You are viewing a plain text version of this content. The canonical link for it is here.
Posted to issues@spark.apache.org by "Herman van Hovell (JIRA)" <ji...@apache.org> on 2015/08/03 22:03:04 UTC

[jira] [Commented] (SPARK-9357) Remove JoinedRow

    [ https://issues.apache.org/jira/browse/SPARK-9357?page=com.atlassian.jira.plugin.system.issuetabpanels:comment-tabpanel&focusedCommentId=14652390#comment-14652390 ] 

Herman van Hovell commented on SPARK-9357:
------------------------------------------

+1 for removing this.

The {{AlgebraicAggregate}} part of the new UDAF interfaces uses this a lot in very performance critical sections.

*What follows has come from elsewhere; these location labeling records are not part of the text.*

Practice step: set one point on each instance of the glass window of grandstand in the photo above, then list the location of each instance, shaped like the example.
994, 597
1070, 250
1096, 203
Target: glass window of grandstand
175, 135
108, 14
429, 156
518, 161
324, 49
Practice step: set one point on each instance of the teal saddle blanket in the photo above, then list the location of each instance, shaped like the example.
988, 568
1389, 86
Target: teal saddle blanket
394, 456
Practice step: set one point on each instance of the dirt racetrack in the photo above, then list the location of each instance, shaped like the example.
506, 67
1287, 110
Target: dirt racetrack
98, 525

I ran into this doing some benchmarking for the SPARK-8641 ticket. After some profiling I found out that a significant amount of time is spent in JoinedRow; It causes a major performance regression in some cases.

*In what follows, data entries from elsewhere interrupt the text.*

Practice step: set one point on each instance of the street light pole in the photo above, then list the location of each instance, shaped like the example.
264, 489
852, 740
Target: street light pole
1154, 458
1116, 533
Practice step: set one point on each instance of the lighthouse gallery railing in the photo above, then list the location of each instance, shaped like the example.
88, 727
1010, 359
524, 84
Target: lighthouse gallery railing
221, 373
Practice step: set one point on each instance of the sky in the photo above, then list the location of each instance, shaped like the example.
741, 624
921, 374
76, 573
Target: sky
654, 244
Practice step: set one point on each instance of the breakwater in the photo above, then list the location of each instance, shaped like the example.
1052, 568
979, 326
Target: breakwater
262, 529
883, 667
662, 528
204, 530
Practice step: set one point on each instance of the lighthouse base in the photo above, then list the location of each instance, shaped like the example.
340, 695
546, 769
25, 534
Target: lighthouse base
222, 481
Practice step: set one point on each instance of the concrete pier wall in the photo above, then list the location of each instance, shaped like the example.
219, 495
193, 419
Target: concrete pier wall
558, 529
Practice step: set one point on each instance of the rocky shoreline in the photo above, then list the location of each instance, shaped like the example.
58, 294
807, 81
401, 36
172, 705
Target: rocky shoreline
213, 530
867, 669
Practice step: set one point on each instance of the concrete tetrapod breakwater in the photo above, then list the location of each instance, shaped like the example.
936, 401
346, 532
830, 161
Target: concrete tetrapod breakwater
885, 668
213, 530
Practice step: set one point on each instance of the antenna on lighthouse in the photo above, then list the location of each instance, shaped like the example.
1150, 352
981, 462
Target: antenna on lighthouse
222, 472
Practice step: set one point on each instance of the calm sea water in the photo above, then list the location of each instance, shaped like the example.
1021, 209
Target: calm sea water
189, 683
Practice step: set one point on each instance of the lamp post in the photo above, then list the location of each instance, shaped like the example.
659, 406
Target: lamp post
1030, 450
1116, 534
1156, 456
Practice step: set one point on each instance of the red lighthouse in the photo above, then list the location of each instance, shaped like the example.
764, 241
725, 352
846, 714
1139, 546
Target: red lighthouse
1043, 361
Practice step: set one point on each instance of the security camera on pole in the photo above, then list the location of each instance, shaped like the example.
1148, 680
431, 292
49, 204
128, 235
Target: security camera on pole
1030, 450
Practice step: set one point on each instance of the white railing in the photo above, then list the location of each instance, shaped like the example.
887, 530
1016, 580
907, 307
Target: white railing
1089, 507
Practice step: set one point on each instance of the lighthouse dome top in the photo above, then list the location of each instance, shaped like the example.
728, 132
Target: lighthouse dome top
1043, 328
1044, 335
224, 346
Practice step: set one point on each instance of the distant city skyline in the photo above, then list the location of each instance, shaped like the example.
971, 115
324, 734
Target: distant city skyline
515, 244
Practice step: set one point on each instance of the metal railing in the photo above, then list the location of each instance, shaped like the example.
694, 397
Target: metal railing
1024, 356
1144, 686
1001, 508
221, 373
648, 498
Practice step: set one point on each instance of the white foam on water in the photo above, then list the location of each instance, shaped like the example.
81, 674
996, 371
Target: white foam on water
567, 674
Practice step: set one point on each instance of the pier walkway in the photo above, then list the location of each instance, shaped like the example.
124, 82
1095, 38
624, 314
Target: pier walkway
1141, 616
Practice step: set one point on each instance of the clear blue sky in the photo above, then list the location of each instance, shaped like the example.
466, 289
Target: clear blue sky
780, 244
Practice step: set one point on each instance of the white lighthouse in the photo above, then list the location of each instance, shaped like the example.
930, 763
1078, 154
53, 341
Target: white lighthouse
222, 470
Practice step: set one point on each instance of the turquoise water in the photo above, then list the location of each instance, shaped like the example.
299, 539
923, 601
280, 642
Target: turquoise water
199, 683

I have been doing some experimentation:
* After a discussion with [~yhuai] I tried removing the branching in the joined row. This improved the situation by 10%.
* I created specialized {{BoundReference}}'s which bind directly to the {{row1}} or {{row2}} values of the JoinedRow (exposed those through getters). This worked wonders. Performance is much better in most cases now. In the end I think it is best to explicitly start to support a {{JoinProjection}} which takes a left and a right row as input and produces an output row, and change {{SparkPlan}} and CG accordingly. I think we'd still need JoinedRow in the interpreted case though. 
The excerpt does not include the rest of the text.